Militias created and backed by Indonesia's military have been rampaging in East Timor for months, but the violence dramatically worsened after an Aug. 30 vote that overwhelmingly supported independence for the disputed province, which Indonesia invaded and swallowed in 1975. The militias have set fire to much of the territory and killed perhaps thousands of people, many of them the pro-independence intelligentsia. Others have been rounded up and taken to West Timor, and tens of thousands have fled to the mountains, where they are in danger of starving.
Mr. Habibie's announcement that he would accept an international force took considerable political courage, as the idea is hugely unpopular with Indonesians and especially with its powerful military establishment. He agreed after several countries began to cut off joint training exercises, as well as military aid and sales, and important donors and the International Monetary Fund and World Bank suggested that they would condition further assistance on Indonesia's performance in East Timor.

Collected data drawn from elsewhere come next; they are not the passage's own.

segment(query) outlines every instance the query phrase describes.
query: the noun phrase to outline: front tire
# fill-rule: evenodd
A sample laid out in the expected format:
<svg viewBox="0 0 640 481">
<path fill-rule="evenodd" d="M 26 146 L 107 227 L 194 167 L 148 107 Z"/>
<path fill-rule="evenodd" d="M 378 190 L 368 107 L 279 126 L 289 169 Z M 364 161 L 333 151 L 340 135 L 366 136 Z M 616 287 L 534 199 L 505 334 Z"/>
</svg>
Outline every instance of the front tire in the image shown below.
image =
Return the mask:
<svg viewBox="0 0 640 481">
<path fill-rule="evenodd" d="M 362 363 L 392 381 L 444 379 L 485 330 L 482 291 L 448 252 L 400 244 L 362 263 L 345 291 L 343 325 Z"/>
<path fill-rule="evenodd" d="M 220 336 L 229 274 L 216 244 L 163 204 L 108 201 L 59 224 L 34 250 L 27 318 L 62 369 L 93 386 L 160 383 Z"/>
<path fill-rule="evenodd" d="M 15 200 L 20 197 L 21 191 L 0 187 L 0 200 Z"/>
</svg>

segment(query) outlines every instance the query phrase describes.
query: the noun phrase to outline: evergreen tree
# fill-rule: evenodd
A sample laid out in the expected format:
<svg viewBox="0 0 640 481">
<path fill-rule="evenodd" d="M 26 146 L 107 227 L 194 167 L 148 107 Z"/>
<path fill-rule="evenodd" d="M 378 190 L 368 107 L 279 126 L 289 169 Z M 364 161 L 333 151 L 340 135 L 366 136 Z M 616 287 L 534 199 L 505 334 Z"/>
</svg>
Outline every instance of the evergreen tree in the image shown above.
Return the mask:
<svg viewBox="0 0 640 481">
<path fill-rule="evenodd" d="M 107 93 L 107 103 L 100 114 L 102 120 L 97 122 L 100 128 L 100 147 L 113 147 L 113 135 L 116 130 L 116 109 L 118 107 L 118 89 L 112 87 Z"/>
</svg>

The peacekeeping force, which requires the blessing of the United Nations Security Council, would be organized and led by Australia. Australian officials say they will provide about 4,500 of the anticipated 7,000 troops needed if Indonesia's military in East Timor is cooperative. They say they can get 2,000 troops to East Timor within 72 hours of United Nations approval.
President Clinton says that Washington does not anticipate providing ground troops for the mission, but that American support forces would assist with logistics, intelligence, airlift and coordination. Australia has maintained that American expertise is needed for these tasks, and this is an appropriate role for the United States.
Yesterday the Security Council met to hear a chilling report from a delegation of U.N. ambassadors that had just returned from East Timor, and to begin to negotiate the details of the force. Happily, Indonesia has retreated from earlier statements that the unit should contain only Asians. The world needs to keep up the economic and diplomatic pressure to convince Mr. Habibie that the force must be able to detain militia members or Indonesian soldiers who terrorize the population or menace peacekeepers.
President Habibie has already agreed to a commission to look into human rights violations. Those investigators must be able to work freely. Most crucial, Mr. Habibie cannot be permitted to stall. There will soon be nothing left of East Timor to save.